Back in New York City, I worked with Workers’ United. I was so excited to invest in the labour movement locally, even though the garment sector in the United States is vastly different from other countries I had visited this summer, especially Southeast Asia. The manufacturing that remains in New York is sample production for brands and niche mom-and-pop shops. However, just before my internship closed, I had the opportunity to go to SEIU’s Pennsylvania Joint Board’s union camp. Towards the end of the week, I was asked to write a small reflection for SEIU’s newsletter. While I was writing, I began to think about a woman I met through Workers United. She introduced me as the “new generation of the labour movement,” but I also thought about Maria, who works three jobs and is looking for a fourth – who also calls this union camp her “vacation.” All around the world, we are all fighting for the same types of things: a living wage, a secure future, respect, a voice.
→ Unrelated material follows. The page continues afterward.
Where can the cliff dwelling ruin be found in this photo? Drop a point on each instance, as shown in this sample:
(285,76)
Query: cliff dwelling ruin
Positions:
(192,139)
Inspired by Maria, I wrote in the letter:
It’s really amazing to see people stand in front of a room and tell their own story about coming into the labour movement. Some people found out about unions through their own workplace disputes, some people wanted to run for shop steward in order to take on more of a leadership role, and some people see themselves as a part of this worldwide movement in support of workers. Many people see themselves as all of these things. Everyone in the room varies in age, race, religion, country of origin, and language, and yet we are here to work together for something bigger than ourselves. It’s a long fight—but it’s about time and when we fight, we win.